There is an inverse relationship between complexity (and performance) and explainability.

✍️ My Top Quotes

The moment that recommendations have the power to influence decisions, they become a target for spammers, scammers, and other people with less-than-noble motives for influencing our decisions. —Daniel Tunkelang
Certain systems explain the recommendations. Recommenders with that ability are called white-box recommenders; those that don’t are called black-box recommenders.
The better the quality of the recommendation, the more complex and the harder to show explanations. This problem is known as model accuracy-model interpretation trade-off.
Content-based filtering uses the metadata you have on the items in your catalog. Netflix uses descriptions of its movies, for example.
I definitely recommend Deep Learning (The MIT Press, 2016) if you have a background in machine learning.
Sites that use voting are called reputation systems.
A user-item matrix can be thought of as a table that has a row for each user and a column for each item (or the other way around).

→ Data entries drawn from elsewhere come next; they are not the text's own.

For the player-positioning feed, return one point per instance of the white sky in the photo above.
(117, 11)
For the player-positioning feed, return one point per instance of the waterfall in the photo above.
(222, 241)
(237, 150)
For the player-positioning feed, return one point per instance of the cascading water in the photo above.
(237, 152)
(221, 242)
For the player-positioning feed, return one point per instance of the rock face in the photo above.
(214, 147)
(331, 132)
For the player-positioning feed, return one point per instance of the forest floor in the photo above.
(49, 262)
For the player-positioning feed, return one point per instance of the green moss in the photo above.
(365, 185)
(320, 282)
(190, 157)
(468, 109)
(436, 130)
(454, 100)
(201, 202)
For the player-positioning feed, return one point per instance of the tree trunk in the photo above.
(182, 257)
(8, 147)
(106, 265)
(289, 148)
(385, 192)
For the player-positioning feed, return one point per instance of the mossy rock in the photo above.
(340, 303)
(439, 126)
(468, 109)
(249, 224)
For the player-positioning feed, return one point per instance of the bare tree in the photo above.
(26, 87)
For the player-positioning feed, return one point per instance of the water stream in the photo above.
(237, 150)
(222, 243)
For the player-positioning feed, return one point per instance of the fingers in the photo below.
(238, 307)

A rating is, for example, the number of stars on Amazon or Glassdoor, a site where people can rate their workplaces), or a list of hearts in my local newspaper’s movie reviews
More formally, a rating is something that glues together three things: user, content, and the user’s sentiment toward the content item
User-item matrix isn’t always as populated. In fact, usually nonempty cells are rare because many internet shops have numerous users and plentiful items.

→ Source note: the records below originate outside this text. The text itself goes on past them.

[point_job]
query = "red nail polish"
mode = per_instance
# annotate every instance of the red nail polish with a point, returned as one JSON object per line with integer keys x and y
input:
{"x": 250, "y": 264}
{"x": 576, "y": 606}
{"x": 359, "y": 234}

It’s definitely not a good thing to have a matrix that looks like a Danish beach in wintertime
For now, let’s focus on how to populate this matrix either from explicit ratings (added manually by users) or implicit ratings (calculated from the evidence you collect).
When a user manually gives a content item a rating, it’s called an explicit rating.
Implicit ratings are deduced from monitoring people’s behavior. Sounds kind of scary when it’s written like that, doesn’t it? But remember, you’re trying to ease information overload and help users, not stalk and manipulate them into buying more.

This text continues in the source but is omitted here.